Olympian Dominic Breazeale (3-0, 3 KOs) faced off against Caleb Grummet (3-3-1, 2 KOs) in a heavyweight bout scheduled for four rounds. From the outset Grummet took great punishment but refused to fall. With just a few seconds remaining he went down in what looked more like a slip than a punch. He was up for the count, but at the bell was flattened again by a hard right hand of Dominic. At .25 seconds of round two another right put Caleb down and the referee stopped the fight.
Heavyweights started off the evening when Gerald Washington (6-0, 4 KOs) went up against DJ Hugley (1-6, 1 KO) in a fight that was scheduled for four rounds. It was a very long and slow first round until the last 15 seconds, when the men finally began to throw punches. Hugley got in a good punch in the second. The only problem with that was that Washington connected with many more than that.

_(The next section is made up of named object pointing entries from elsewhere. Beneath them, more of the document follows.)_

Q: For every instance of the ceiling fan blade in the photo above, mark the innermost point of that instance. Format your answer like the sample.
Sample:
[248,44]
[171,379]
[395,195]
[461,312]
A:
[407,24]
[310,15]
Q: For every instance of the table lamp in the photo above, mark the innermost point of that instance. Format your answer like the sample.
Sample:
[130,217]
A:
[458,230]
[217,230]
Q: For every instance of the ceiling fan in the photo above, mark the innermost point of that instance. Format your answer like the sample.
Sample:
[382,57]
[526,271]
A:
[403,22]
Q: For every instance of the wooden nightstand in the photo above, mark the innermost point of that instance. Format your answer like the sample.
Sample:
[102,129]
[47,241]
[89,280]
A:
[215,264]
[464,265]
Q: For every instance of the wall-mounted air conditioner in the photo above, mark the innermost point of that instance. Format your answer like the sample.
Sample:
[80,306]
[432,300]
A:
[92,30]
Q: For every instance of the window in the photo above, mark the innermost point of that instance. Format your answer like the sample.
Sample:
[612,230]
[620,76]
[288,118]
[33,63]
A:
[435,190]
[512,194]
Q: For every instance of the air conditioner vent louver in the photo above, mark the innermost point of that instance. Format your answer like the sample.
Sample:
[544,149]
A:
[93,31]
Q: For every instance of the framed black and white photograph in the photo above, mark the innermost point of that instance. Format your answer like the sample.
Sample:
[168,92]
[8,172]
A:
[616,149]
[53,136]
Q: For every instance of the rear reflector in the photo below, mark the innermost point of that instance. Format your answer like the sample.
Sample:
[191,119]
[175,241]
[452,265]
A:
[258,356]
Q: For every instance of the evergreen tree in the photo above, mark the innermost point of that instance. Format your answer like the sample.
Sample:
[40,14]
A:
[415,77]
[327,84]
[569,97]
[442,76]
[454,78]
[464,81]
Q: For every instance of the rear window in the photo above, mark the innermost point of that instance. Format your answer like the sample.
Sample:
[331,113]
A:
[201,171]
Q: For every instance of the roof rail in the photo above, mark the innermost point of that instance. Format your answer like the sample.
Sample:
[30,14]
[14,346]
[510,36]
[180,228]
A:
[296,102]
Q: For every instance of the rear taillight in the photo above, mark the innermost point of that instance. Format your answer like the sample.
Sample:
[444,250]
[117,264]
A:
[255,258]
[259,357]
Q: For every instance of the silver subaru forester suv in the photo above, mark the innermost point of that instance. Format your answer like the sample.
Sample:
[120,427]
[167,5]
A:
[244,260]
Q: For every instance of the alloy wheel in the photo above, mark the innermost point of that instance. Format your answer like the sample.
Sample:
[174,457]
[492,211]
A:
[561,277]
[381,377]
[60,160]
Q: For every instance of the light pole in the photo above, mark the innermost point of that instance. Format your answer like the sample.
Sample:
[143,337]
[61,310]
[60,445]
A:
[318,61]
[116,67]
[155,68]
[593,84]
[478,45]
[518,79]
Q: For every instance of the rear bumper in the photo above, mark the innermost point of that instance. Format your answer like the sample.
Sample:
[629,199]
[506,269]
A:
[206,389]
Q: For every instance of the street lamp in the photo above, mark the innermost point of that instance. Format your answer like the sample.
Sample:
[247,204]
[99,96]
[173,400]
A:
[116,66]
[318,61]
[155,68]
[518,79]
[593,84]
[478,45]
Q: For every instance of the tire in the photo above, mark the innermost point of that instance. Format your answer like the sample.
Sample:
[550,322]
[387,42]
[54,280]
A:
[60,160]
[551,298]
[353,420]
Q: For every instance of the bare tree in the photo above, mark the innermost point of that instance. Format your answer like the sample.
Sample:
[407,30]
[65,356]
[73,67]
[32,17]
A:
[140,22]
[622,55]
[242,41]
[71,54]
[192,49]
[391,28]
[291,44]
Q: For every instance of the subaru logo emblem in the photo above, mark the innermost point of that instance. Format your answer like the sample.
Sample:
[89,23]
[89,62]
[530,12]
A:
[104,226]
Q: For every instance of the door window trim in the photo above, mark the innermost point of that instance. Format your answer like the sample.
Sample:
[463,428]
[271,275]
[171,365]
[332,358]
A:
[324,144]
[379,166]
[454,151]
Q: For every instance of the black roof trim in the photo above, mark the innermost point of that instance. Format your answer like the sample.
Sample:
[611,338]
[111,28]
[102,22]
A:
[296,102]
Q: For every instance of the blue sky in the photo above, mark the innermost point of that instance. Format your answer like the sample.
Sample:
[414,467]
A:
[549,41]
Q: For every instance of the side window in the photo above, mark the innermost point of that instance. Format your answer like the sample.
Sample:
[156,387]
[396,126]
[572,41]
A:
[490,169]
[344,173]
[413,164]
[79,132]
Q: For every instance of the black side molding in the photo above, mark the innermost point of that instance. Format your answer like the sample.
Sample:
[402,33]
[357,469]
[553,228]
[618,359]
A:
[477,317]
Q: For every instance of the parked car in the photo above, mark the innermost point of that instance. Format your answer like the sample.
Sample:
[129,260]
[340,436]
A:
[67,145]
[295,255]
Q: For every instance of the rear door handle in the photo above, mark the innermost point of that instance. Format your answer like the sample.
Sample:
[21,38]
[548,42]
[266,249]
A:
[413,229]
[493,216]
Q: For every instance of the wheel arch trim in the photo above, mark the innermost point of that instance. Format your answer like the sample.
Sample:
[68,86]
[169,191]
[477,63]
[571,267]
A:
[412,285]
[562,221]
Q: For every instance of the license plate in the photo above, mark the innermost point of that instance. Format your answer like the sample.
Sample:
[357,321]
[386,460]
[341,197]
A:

In the third, the swooping left hand of Gerald was finding its target with quite a bit of accuracy, and with power behind it. In the fourth, Washington just flicked a left hand out there and nearly knocked down DJ. From then on it was all Gerald, using either hand effectively. We went to the scorecards. All four judges saw the fight the same, 40-36 for Washington. He remained undefeated.
So a mixed fight card for this first event in Indio. Rios did a workmanlike job in winning the belt. By Golden Boy making his fight the last of the night, Caballero kept the fans in their seats and he did not disappoint. The still green Ramirez showed some talent, although his fight didn’t last long enough to show off much of his skill. Breazeale is ready for tougher. It will be interesting to see what happens with some of these fighters from here.